Johannes RauDepartamento de MatemáticasFacultad de Ciencias |
Soy profesor asociado en la Universidad de los Andes. Mi área de investigación es la geometría tropical y sus conexiones con la geometría enumerativa, la geometría algebraica real y la teoría de intersecciones. Mas generalmente, mi investigación está radicada en la geometría algebraica, la geometría simpléctica y la combinatoria. Si quieren saber más, miren abajo o escríbanme un mensaje.
Email: j.rau (at) uniandes.edu.co
Estoy organizando la sesión especial "Tropical Geometry, twistor spaces and cluster geometry" del Mathematical Congress of the Americas 2025 en Miami. Mis coorganizadores son Helge Ruddat, Lara Bossinger y Lucia Lopez de Medrano. Aquí puedes encontrar más información.
Junto con Pablo Cubides organicé la escuela y workshop "Colombian Encounter of Tropical and Non-archimedean Geometry". Este enlace te manda a la página web del evento.
Hemos organizado quincenalmente el Latino-Americano Geometría Algebráica Real y Tropical Online Seminario (LAGARTOS).
Construya su curva algebraica personal con esta pequeña aplicación de browser.
Estoy preparando un libro sobre la geometría tropical en colaboración con Grigory Mikhalkin. El siguiente enlace lleva al borrador (más o menos) actual. Me alegraría mucho recibir sus correciones y sugerencias.
Mi area de investigación es la geometría tropical (el adjetivo pomposo tropical fue usado originalmente en el contexto del álgebra max-plus para honorar trabajo pionero del matemático brasilero (de decendencia hungariana) Imre Simon). Aunque los orígenes del area son más antiguos, la geometría tropical surgió como una nueva tendencia en la geometría algebraica y simpléctica alrededor del año 2000. Aquí hay una lista de palabras clave que describen mis intereses investigativos.

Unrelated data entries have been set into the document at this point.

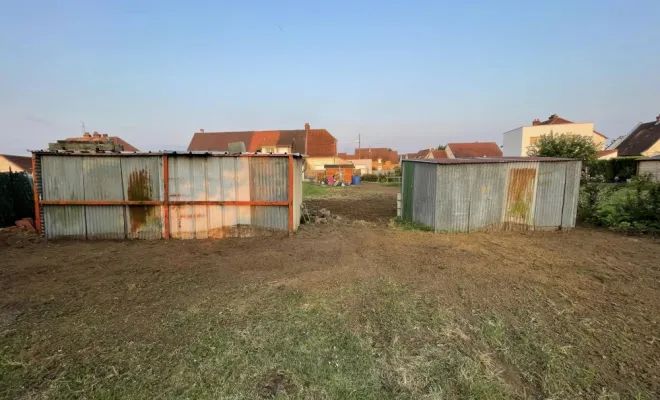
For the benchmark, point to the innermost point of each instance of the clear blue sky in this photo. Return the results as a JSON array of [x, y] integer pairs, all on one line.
[[407, 75]]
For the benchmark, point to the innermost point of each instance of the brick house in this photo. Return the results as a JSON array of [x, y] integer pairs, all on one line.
[[318, 145]]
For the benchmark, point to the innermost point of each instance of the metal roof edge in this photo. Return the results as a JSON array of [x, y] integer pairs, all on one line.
[[488, 160], [161, 153]]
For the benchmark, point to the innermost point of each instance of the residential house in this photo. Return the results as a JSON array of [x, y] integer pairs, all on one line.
[[473, 150], [517, 141], [382, 159], [15, 163], [362, 165], [93, 142], [425, 154], [318, 144], [643, 140], [649, 166]]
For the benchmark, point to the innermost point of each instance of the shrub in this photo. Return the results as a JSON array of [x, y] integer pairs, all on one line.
[[633, 207]]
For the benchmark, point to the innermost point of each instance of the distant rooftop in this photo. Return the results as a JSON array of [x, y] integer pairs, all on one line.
[[492, 160]]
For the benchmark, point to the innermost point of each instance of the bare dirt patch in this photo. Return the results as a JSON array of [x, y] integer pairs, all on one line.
[[371, 202], [348, 311]]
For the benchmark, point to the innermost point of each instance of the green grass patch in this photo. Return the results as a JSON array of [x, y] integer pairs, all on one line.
[[374, 340], [371, 339], [391, 184]]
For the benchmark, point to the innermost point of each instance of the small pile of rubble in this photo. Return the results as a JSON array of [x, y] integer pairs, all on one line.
[[322, 216]]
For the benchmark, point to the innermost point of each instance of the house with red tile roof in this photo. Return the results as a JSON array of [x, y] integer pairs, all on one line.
[[473, 150], [318, 144], [643, 140], [308, 141], [517, 141], [15, 163]]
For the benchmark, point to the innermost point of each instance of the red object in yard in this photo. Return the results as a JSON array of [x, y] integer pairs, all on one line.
[[27, 223]]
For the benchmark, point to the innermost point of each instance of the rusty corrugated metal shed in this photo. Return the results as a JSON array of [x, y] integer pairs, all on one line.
[[155, 195]]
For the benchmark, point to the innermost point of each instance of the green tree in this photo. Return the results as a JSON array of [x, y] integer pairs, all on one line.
[[564, 145]]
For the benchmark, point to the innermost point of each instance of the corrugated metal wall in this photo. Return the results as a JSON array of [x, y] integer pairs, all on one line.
[[423, 193], [550, 195], [453, 198], [520, 195], [513, 195], [297, 188], [191, 178], [407, 185], [571, 194], [488, 185]]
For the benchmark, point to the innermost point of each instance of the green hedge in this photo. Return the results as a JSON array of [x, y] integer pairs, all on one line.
[[16, 198], [630, 207]]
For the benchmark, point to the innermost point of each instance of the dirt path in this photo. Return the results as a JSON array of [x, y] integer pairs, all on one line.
[[543, 314], [371, 202]]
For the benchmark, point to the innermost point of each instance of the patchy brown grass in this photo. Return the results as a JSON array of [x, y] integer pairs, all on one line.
[[342, 310]]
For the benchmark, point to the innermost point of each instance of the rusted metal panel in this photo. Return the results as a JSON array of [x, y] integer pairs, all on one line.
[[64, 222], [550, 195], [520, 195], [182, 187], [297, 191], [453, 198], [497, 194], [571, 194], [62, 179], [103, 181], [142, 180], [487, 194], [116, 196], [269, 182], [225, 179], [423, 194]]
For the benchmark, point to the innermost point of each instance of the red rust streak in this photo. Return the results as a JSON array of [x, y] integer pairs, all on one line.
[[35, 193], [290, 193], [166, 194]]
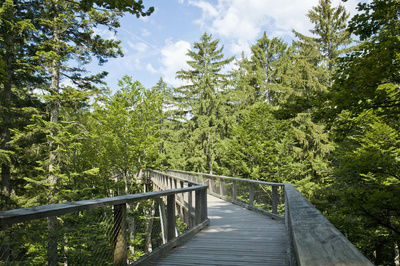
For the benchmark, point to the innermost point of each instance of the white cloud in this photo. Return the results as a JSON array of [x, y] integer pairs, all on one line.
[[140, 47], [150, 68], [145, 33], [173, 58], [104, 33], [242, 21]]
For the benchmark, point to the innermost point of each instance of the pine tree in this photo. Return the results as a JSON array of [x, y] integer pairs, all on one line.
[[259, 79], [364, 112], [202, 102]]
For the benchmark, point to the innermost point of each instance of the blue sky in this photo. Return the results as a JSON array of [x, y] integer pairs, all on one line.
[[156, 46]]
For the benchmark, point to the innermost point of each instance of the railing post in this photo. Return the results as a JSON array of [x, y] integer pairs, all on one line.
[[221, 187], [190, 207], [203, 204], [52, 257], [120, 245], [171, 220], [197, 216], [251, 194], [234, 190], [275, 199], [163, 219]]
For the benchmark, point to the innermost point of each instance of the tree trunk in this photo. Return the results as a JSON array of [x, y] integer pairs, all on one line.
[[5, 98], [53, 149]]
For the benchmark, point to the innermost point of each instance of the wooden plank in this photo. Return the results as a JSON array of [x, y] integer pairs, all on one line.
[[163, 219], [120, 245], [227, 178], [234, 190], [275, 200], [316, 241], [25, 214], [236, 236], [171, 219], [251, 194]]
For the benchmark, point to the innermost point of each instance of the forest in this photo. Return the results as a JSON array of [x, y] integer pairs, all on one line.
[[321, 112]]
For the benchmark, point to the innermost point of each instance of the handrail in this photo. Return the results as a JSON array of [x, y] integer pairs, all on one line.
[[250, 203], [314, 240], [30, 213], [121, 221], [230, 178]]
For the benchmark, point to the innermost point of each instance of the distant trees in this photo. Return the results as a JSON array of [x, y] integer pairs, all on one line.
[[321, 113]]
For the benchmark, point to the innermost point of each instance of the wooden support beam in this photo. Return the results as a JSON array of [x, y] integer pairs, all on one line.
[[171, 219], [190, 208], [234, 190], [251, 194], [120, 244], [275, 199], [197, 216], [163, 219], [221, 187], [204, 214]]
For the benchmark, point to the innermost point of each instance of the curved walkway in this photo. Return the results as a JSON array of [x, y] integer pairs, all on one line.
[[236, 236]]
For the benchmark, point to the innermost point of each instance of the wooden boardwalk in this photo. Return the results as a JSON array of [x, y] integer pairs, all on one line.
[[236, 236]]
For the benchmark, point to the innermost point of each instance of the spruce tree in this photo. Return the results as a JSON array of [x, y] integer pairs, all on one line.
[[259, 78], [202, 102]]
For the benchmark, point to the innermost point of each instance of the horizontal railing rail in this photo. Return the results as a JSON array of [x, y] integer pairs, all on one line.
[[121, 230], [313, 239], [264, 197]]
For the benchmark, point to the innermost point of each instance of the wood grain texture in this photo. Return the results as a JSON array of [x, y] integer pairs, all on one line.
[[316, 241], [25, 214], [236, 236]]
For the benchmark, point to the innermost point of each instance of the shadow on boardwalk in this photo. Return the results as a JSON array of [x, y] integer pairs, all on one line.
[[236, 236]]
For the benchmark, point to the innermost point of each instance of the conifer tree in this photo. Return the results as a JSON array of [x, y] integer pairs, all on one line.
[[202, 102], [365, 108], [258, 79]]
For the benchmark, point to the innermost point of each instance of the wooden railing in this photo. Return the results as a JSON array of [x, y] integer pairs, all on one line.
[[264, 197], [120, 207], [313, 239]]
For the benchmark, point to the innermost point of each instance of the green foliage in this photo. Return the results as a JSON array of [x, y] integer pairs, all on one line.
[[202, 103]]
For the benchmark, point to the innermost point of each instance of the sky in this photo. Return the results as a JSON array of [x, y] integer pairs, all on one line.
[[156, 46]]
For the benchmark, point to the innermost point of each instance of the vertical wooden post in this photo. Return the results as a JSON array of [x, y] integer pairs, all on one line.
[[190, 207], [251, 193], [163, 220], [204, 205], [234, 190], [197, 215], [275, 199], [211, 185], [171, 220], [52, 254], [221, 187], [120, 245]]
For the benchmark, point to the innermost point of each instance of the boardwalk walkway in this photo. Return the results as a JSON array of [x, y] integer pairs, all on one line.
[[236, 236]]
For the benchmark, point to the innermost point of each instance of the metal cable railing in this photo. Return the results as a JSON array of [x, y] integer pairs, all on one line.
[[265, 197], [120, 230]]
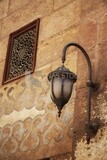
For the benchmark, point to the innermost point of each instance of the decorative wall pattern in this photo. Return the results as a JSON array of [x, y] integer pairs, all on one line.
[[21, 53]]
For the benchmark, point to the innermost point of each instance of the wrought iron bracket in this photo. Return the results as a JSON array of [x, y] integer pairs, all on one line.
[[93, 85]]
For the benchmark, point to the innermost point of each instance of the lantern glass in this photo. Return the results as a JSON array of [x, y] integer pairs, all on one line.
[[56, 87], [67, 88], [61, 88]]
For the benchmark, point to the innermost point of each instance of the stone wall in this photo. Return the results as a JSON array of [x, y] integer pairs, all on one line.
[[29, 126]]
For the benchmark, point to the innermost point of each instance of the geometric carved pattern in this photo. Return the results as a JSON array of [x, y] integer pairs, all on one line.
[[21, 53]]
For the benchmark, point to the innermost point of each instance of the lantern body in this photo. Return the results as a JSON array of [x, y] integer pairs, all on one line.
[[62, 80]]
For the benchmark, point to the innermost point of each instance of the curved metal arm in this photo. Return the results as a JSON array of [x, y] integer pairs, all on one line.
[[90, 84], [84, 53]]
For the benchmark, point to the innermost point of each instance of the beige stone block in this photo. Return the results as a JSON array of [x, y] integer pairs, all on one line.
[[60, 3], [60, 20], [15, 5], [26, 15], [3, 8], [3, 48], [90, 3], [51, 49]]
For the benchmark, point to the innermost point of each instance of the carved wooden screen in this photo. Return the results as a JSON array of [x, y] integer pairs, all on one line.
[[21, 52]]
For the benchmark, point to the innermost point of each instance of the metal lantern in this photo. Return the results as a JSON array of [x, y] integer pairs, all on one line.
[[62, 80]]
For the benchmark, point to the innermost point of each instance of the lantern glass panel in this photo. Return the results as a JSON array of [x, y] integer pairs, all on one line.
[[57, 87]]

(hasta ahora, solo en inglés)
Tropical mathematics can be compared to the world of dinosaurs. When paleontologists want to learn more about these animals, they can't just go watch them in the zoo or the jungle, because unfortunately the poor things became extinct a long time ago. Instead, they work more like archeologists. They go digging for their bones, try to reassemble their skeletons, and from that draw conclusions about how these animals looked like, what they ate, how they hunted etc. In tropical geometry, we do exactly the same!
In our setting, the dinosaurs are called algebraic varieties. These are complicated geometrical shapes given by polynomial equations. Algebraic varieties show up all the time in mathematics, science and real life, and therefore their study forms one of the oldest and most sophisticated fields in mathematics (called algebraic geometry). Algebraic varieties are often so complicated that it is impossible to get our hands on them directly – like the extinct dinosaurs. However, in some cases mathematicians found a way to dig out the skeletons of these mathematical dinosaurs. Technically, you first have to turn the dinosaurs into amoebas and then starve them out until only their skeletons are left ;).
The mathematical skeletons are called tropical varieties, and in tropical geometry we play paleontologist and try to find out more about the original geometrical objects by studying their tropical skeletons (you can find some pictures on this page). The nice thing is that tropical varieties are much simpler objects than the original ones and can be studied in much more down-to-earh terms. Of course, we cannot work wonders and find answer to all questions (it is easy to estimate the size of the real-life dinosaur from its skeleton, but did it have furry or smooth skin?), but by now some remarkable facts about algebraic varieties were deduced from the study of their tropical skeletons, and that is why tropical geometry is at the moment such an exciting and steadily growing field.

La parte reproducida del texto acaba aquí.